Il ministro dell’Interno (che avrebbe potuto rispondere con una intervista, una conferenza stampa, con un invito di Saviano al Viminale per saperne di più) ha usato il suo potere e la sua carica di ministro per affermare che non era vero niente. E – di nuovo usando il suo peso di ministro nella debole Rai – ha fatto irruzione non prevista (ed estranea al tipo di programma) nella puntata successiva della trasmissione, usando la “formula Berlusconi” per smentire in diretta il grido di allarme di Saviano, sbugiardando l’intera redazione di quel programma. Si è posto così come la alta autorità della Repubblica che smentisce la gravissima denuncia, mostrando (come si è visto con la recente sentenza della Cassazione) non solo di non sapere ciò che avrebbe dovuto dire per primo, ma anche di costituirsi come parte avversa della persona che lui, ministro dell’Interno, attraverso la concessione della scorta, aveva il dovere di proteggere.
Forse Maroni era privo di informazioni sul grande crimine organizzato nelle regioni del suo partito, perché si occupava solo di immigrati, secondo lo statuto della Lega. Ma qualunque sia il caso, ha mostrato in modo clamoroso di non fare (o non saper fare) il delicato lavoro che gli era stato affidato. Capisco che la Rai si sia lasciata usare per la consueta paura dei suoi funzionari e dirigenti. Capisco il problema di Saviano, protetto dalla scorta di Maroni (in quel momento nessuno ha risposto, come se Maroni non fosse venuto a dire, con autorità, una falsità ovvia, dati anche i processi già in corso). Capisco il silenzio imperturbabile di molti miei colleghi, del resto coperti e allineati dal 1994.

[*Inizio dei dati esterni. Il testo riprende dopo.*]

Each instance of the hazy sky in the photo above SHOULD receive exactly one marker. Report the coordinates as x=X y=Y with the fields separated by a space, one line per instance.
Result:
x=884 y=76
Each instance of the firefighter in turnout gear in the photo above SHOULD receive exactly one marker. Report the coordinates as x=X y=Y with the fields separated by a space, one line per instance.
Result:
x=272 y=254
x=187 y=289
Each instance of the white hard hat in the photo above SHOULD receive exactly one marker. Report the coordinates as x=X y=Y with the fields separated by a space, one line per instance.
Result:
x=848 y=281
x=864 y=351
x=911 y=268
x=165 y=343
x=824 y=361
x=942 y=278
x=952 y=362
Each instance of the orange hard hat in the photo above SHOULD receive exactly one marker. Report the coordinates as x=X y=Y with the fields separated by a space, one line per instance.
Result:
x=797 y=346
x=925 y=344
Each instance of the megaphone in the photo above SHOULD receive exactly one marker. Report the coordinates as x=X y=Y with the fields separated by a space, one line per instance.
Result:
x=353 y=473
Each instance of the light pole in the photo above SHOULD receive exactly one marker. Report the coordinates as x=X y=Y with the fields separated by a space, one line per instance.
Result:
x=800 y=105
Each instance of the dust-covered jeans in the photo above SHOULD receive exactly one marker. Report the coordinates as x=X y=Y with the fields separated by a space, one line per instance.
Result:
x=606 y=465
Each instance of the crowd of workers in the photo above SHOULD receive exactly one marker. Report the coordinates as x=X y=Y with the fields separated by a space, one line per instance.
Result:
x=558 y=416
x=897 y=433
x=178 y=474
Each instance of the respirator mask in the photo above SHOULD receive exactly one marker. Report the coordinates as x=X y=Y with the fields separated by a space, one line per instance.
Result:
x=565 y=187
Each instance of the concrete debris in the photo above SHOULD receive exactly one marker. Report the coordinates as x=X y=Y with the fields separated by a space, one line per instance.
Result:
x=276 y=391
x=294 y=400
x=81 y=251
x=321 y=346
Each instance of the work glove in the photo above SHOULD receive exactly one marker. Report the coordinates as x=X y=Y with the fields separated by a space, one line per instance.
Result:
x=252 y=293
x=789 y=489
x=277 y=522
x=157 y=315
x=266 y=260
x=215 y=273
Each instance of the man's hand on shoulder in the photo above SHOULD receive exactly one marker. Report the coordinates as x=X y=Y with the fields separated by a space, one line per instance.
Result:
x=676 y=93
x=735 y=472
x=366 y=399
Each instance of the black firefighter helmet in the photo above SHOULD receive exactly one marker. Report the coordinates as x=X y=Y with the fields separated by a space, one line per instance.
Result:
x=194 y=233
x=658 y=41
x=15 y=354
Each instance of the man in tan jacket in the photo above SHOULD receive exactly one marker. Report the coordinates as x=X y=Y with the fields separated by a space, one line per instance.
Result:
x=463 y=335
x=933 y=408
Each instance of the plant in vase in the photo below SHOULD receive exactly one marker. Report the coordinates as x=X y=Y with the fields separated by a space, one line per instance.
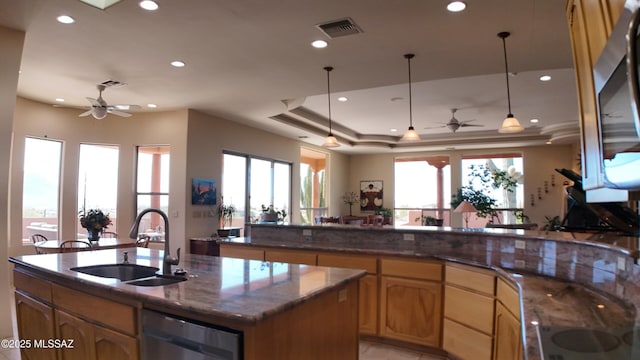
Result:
x=95 y=221
x=225 y=217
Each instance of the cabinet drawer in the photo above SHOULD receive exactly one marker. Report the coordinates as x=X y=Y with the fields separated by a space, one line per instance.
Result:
x=241 y=252
x=349 y=261
x=415 y=269
x=469 y=308
x=472 y=278
x=118 y=316
x=465 y=342
x=509 y=297
x=35 y=287
x=291 y=256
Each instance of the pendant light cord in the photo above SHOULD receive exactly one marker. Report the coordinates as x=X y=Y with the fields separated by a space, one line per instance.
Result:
x=409 y=57
x=504 y=35
x=328 y=69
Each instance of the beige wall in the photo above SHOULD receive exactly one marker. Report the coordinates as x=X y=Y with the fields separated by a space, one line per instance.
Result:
x=11 y=42
x=539 y=165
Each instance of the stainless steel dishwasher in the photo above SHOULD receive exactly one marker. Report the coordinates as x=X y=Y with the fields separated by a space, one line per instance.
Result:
x=168 y=337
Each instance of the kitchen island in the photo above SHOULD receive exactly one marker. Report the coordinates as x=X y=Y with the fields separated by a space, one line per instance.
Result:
x=281 y=311
x=530 y=282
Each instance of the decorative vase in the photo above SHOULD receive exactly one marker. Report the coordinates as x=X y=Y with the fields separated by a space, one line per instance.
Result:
x=93 y=235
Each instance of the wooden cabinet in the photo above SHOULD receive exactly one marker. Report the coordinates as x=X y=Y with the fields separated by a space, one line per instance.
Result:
x=469 y=312
x=508 y=328
x=411 y=301
x=241 y=252
x=590 y=24
x=367 y=287
x=100 y=328
x=35 y=322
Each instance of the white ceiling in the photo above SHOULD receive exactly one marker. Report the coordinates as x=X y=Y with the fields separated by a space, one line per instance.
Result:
x=251 y=61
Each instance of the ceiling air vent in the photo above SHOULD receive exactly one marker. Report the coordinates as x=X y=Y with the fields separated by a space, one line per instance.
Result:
x=339 y=28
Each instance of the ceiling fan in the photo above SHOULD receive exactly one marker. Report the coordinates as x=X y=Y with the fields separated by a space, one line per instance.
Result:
x=99 y=107
x=454 y=124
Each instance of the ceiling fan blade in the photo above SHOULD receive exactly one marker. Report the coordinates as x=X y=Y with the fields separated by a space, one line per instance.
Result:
x=125 y=107
x=94 y=102
x=118 y=112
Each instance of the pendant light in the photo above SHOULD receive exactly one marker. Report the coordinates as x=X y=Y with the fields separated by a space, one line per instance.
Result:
x=411 y=134
x=510 y=123
x=330 y=140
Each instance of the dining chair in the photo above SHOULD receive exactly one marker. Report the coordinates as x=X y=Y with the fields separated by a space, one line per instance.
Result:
x=36 y=238
x=143 y=241
x=74 y=245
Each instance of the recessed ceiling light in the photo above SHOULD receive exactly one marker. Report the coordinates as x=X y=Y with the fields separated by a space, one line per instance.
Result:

Non capisco perché si tributi ancora a Maroni un trattamento che ignora del tutto le cose dette qui, e purtroppo vere e il racconto di Saviano su “Repubblica” dell’8 giugno (clicca qui per leggere) , dove persino Saviano sta un po’ alla larga dallo scandalo del ministro che smentisce la verità in diretta. Ricorda le firme che Lega e compagnia varia hanno prontamente raccolto contro di lui. Ma non mette in rilevo il vero scandalo: Maroni era ministro dell’Interno.